Pregnant women with hepatitis B virus (HBV) infection can transmit the infection to their infants, screening of patients and appropriate interventions reduce vertical transmission. This audit was conducted to assess adherence to the national guidelines for management of HBV infection in pregnancy.
A retrospective audit was conducted on pregnant women diagnosed with hepatitis B on screening in antenatal clinics, across four hospitals in London over 2 years (2009-2010). Data was collected from antenatal records and discharge summaries using a standard audit form. The outcomes measured included HBV serological markers, HBV DNA, detection of other blood borne viruses and referral to hepatology services, administration of active and passive prophylaxis to infants at birth. Descriptive statistics are presented. Proportions were compared using the χ2 test and 95% confidence intervals (CI) were calculated for prevalence estimates. Analyses were conducted using STATA 12.

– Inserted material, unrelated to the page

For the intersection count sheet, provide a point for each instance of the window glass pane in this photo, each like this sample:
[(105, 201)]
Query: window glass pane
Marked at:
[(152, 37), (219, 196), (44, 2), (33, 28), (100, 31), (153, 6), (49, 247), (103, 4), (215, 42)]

HBsAg was detected in 1.05% (n = 401, 95% CI 0.95-1.16) of women attending an antenatal appointment, 12% (n = 48) of the women were at a high risk of vertical transmission (HBe Ag positive or antiHBe and HBeAg negative or HBV DNA >106 IU/ml). Only 62% (n = 248) women were referred to hepatology or specialist clinics and 29% (n = 13) of women of high infectivity were on antiviral agents. Testing for hepatitis C and delta virus was suboptimal. 75% (n = 36) of the infants at a high risk of acquisition of HBV received both active and passive prophylaxis.
In certain sectors of London, implementation of the pathway for management of women with hepatitis B and their infants is suboptimal. National guidelines should be followed and improved intersectorial sharing of information is needed to reduce the risk of women of high infectivity being lost to follow up.